Illustrator automation to open legacy text

Fairly new to Applescript, but have poked through some scripts before.
What I am trying to do:

Point Illustrator at a folder of legacy Illustrator documents (versions CS and earlier), open them in Illustrator CS2, update the legacy text on-the-fly, and save out as Illustrator PDFs with a particular job option applied.

I can do this all manually, but there are about 24 GBs of Illustrator and associated files (Photoshop, text, Excel) that make the propect of a manual process tedious, to say the least.

While I can use the action pallette to automate the open/save portion, actions created this way ignore the legacy text update option and do not save in the action the choice of a particular job option file.

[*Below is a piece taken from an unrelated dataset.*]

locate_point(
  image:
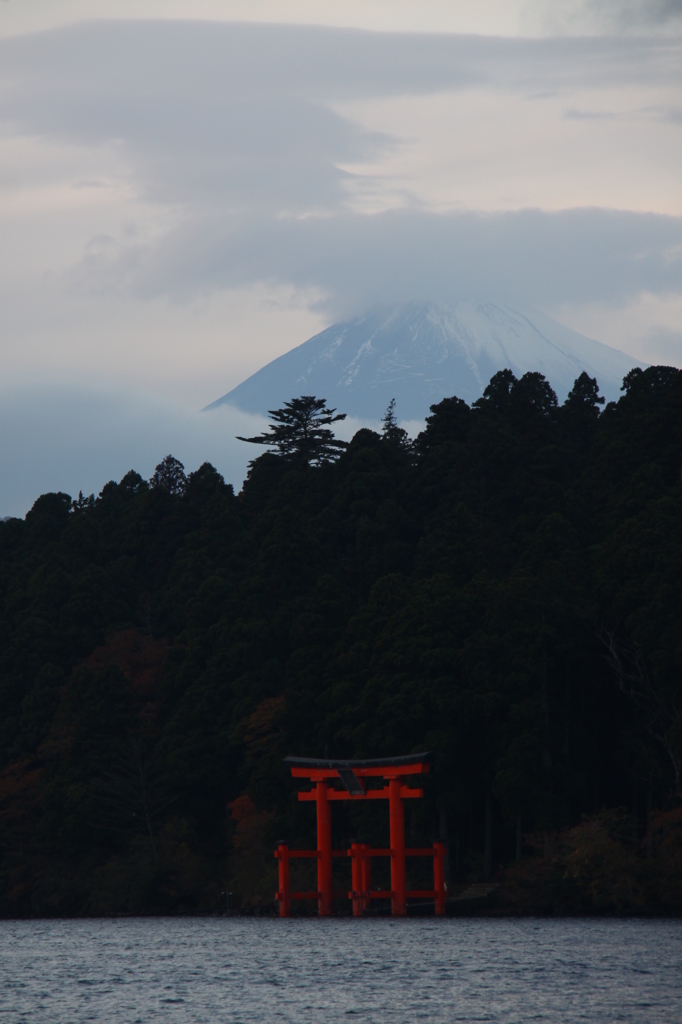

Would something like this be te right way to start: (?)

tell application “Finder”
set sourceFolder to choose folder with prompt “Select the folder with files for processing.”
set destFolder to choose folder with prompt “Select the destination folder.”
set fileList to every file of folder sourceFolder as alias list
set fileCount to count folder sourceFolder
if fileCount is not 0 then
repeat with aFile in fileList
set fName to name of aFile
set newFilePath to destFolder & fName as string
tell application “Adobe Illustrator CS2”
activate
open aFile
do foo without dialogs
save current document in file newFilePath as pdf with options {class:PDF save options, compatibility:Illustrator CS2, preview:color Macintosh, embed linked files:true, include document thumbnails:true, embed all fonts:true, CMYK PostScript:true, PostScript:level 2} with replacing
close current document saving no
end tell
end repeat
end if
end tell

Any help much appreciated!

Model: Mac Pro 2x2.66/2GB
Browser: Safari 419.3
Operating System: Mac OS X (10.4)

thellum,

you are defiantly on the right track.

Here is bit of code to help you along


			tell application "Adobe Illustrator"
				activate
				open afile with options {update legacy text:true} forcing CMYK without dialogs
			end tell

I highly recommend that you stay away from using actions through scripting it is really hard to trap for errors that may occur through the use of actions… use them sparingly.